Must shine the light on this horror.
Thanks Mayhew.
debbie
Does the act indicate who will pay when uninsured people seek care? Will it revert to the old system where hospitals/doctors jack up everyone else’s costs to pay for the people without insurance?
Sab
Thanks for the post. I am going to call my supposedly moderate senator when his office opens at nine.
Chris
I am in one of those super high cost counties…50 y.o. male…860/month for a silver from those nice people at bcbs. Mighty white of em I gotta say….
bupalos
Am I right in thinking that the income levels mentioned are per individual or are they per household?
WereBear
Is this the Age Tax AARP is talking about?
bupalos
Just so I don’t seem like such an idiot, I can see it says “an individual earning” but I guess the question would be how it works for a household filing jointly. Is the total income just divided by the number of people? If so, this thing just looks immoral on a bunch of levels. There could be couples with a couple low-earning young adult children on their plan making 250k getting $10,000 in subsidies while people making 25k are getting kicked off medicaid and sent back to the ER?
dr. bloor
@Chris: In a just universe, you’d be able to forward your premium bill to Phillip Morris.
David Anderson
@PaulW: Ranges from 184 to $721 post subsidy at 3:1 age band so add 20% depending on the county. This is the ultimate in county level inequities.
David Anderson
@bupalos: Household/tax filing unit
David Anderson
@WereBear: Yes, this is the age tax that the AARP is complaining about with the talking squirrel and lumber jack.

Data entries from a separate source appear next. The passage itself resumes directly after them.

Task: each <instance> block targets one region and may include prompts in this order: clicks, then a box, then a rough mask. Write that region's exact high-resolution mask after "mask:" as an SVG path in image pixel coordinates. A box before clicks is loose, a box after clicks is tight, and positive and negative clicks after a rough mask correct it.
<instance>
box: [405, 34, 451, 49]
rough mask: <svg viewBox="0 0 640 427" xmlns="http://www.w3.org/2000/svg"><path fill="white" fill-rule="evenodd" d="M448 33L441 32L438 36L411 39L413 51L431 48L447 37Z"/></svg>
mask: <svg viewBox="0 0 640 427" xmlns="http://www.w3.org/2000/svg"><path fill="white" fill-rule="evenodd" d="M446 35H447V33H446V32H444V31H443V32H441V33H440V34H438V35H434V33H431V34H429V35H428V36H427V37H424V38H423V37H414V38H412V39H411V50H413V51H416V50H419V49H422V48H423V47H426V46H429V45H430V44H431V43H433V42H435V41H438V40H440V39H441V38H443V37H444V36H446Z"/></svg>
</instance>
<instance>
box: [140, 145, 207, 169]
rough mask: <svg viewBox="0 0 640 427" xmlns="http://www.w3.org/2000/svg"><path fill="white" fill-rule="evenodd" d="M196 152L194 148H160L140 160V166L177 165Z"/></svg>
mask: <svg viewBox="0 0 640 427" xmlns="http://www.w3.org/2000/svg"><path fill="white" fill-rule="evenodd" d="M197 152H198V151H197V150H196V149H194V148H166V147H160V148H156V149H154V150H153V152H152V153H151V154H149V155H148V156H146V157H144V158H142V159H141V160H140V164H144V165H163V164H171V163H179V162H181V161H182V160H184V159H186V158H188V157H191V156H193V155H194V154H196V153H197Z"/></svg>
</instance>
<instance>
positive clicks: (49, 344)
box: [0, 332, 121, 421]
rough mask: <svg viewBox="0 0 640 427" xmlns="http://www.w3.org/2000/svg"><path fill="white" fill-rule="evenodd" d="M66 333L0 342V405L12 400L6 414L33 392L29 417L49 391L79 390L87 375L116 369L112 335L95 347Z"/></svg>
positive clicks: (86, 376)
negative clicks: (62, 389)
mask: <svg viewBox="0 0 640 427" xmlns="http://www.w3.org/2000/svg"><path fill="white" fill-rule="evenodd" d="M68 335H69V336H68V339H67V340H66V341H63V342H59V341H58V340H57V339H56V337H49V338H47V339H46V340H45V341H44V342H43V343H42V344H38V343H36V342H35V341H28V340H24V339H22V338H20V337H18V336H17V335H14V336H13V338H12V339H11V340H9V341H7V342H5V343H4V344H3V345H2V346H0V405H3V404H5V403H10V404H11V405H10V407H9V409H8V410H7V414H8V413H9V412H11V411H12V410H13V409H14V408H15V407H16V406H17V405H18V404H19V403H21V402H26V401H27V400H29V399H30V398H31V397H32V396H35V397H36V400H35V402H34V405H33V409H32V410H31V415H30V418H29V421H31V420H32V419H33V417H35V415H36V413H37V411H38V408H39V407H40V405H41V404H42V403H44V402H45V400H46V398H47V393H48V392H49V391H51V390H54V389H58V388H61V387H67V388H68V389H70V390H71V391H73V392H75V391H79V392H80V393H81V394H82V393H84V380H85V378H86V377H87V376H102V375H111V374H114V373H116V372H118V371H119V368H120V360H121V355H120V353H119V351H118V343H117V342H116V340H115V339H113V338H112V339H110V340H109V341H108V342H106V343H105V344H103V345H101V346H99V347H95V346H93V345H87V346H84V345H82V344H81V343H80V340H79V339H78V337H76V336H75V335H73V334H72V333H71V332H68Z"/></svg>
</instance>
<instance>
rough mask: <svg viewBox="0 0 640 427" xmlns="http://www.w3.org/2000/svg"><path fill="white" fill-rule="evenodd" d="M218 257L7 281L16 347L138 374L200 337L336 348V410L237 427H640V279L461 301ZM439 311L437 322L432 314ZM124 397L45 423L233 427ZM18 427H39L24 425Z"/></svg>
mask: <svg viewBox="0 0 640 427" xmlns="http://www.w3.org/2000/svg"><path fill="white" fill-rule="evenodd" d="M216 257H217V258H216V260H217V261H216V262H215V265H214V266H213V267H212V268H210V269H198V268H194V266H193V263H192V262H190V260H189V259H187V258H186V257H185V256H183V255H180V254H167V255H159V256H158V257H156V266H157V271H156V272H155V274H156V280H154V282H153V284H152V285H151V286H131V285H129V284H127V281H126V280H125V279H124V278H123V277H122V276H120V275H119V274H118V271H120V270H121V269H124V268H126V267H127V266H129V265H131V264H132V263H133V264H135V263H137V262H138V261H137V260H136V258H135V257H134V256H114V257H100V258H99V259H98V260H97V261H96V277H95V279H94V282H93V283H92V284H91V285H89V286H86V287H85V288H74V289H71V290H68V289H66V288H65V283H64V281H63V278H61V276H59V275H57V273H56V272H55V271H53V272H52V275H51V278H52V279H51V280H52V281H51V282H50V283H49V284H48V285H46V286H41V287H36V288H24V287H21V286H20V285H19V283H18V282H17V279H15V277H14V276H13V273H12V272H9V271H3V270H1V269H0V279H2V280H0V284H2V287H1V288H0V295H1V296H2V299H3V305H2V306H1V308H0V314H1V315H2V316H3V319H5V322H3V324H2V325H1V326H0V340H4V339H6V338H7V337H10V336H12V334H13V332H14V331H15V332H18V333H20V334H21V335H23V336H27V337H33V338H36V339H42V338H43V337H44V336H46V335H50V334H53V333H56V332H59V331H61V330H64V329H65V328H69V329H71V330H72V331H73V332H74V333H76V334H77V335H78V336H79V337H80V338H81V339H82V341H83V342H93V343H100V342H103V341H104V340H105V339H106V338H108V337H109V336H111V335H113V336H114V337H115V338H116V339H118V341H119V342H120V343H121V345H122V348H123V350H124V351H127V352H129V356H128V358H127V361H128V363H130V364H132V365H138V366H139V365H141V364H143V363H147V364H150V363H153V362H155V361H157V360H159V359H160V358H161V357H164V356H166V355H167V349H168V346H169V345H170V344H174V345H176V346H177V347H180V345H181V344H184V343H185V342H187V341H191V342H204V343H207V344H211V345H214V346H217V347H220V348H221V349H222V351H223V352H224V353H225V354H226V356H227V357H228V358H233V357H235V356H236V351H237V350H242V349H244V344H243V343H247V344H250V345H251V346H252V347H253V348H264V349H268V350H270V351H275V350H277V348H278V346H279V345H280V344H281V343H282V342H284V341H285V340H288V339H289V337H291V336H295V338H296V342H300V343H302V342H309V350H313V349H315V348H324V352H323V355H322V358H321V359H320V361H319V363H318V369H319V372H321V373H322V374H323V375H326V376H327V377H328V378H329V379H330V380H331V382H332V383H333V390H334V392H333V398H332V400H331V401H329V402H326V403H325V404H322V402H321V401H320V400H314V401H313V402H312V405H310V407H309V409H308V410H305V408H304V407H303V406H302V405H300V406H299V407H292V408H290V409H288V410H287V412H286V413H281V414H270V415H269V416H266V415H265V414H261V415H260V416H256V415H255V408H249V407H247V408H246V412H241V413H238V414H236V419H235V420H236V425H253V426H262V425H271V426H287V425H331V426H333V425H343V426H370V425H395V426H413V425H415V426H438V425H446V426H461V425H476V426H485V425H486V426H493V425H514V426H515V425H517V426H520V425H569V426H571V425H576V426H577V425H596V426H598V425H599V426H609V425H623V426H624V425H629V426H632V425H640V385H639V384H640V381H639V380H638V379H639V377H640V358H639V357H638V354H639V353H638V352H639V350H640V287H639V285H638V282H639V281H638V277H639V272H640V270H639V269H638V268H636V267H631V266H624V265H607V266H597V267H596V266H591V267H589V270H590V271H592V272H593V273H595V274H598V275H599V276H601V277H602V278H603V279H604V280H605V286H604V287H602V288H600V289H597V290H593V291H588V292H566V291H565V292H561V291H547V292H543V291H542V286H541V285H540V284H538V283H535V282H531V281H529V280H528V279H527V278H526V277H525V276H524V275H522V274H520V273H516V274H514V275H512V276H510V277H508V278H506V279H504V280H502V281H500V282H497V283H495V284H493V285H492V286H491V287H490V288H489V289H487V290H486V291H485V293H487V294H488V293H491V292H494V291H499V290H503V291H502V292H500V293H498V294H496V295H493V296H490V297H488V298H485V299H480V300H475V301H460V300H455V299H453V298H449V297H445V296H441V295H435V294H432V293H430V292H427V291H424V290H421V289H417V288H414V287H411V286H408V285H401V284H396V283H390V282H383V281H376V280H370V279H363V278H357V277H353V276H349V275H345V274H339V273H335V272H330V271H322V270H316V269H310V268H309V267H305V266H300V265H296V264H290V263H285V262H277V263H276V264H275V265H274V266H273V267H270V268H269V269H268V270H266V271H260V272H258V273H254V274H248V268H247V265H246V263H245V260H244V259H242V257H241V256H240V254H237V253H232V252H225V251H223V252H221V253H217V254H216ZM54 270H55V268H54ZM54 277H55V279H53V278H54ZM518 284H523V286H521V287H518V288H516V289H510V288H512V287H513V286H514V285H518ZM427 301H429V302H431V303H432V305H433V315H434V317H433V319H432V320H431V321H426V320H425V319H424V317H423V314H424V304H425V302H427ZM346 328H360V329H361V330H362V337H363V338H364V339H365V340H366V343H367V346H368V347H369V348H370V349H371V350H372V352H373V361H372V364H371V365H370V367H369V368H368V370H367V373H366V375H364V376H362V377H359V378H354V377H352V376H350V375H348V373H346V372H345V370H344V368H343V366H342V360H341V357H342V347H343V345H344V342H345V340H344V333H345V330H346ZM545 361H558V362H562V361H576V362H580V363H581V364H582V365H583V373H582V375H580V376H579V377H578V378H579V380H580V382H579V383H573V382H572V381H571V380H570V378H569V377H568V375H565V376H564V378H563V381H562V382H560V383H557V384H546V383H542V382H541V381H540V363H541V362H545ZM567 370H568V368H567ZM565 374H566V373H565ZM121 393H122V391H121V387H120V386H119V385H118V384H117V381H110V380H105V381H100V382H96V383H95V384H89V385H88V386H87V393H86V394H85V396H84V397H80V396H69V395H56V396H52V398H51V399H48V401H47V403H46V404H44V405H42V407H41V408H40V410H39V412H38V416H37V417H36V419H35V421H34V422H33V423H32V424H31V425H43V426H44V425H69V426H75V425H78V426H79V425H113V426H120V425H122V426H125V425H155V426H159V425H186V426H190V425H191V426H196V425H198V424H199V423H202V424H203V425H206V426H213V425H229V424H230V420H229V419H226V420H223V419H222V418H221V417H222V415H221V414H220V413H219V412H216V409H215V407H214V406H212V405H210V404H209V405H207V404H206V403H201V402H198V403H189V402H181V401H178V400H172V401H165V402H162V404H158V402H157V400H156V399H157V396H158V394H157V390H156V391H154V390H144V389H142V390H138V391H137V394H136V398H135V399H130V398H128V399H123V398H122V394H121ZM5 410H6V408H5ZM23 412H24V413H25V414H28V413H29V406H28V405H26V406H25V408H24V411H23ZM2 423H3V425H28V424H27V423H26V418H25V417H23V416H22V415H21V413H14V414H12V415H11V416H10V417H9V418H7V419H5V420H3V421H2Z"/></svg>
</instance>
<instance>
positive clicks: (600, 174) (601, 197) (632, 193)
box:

@bupalos: Income limit for a married couple filing jointly is doubled for the subsidy before it phases out.
However premiums will also double so 2 60 year olds in Sullivan County would be paying 17,000+ a year for a policy with a $14,000 annual deductible
Peale
@David Anderson: so 34,000 a year with the subsidy?
guachi
That $754 amount is crazy.That amounts to 45% of the individual’s income.At a 5:1 ratio that would increase to 59% of income.
MomSense
This is madness.
David Anderson
@MomSense: and this is why we can win this fight.
StringOnAStick
The mango Moron is trying the keep the stink off himself by not being too closely involved, which means it will be even easier to hang this on the rethug MOC’s necks. This hideous thing is all theirs, every last bit. Make them own it.
Juju
@Chris: Holy cow!! I’m in a high cost county as well, but your policy is more expensive than mine, and you’re younger than I am. My silver policy is $725 a month and I’m in my mid 50s.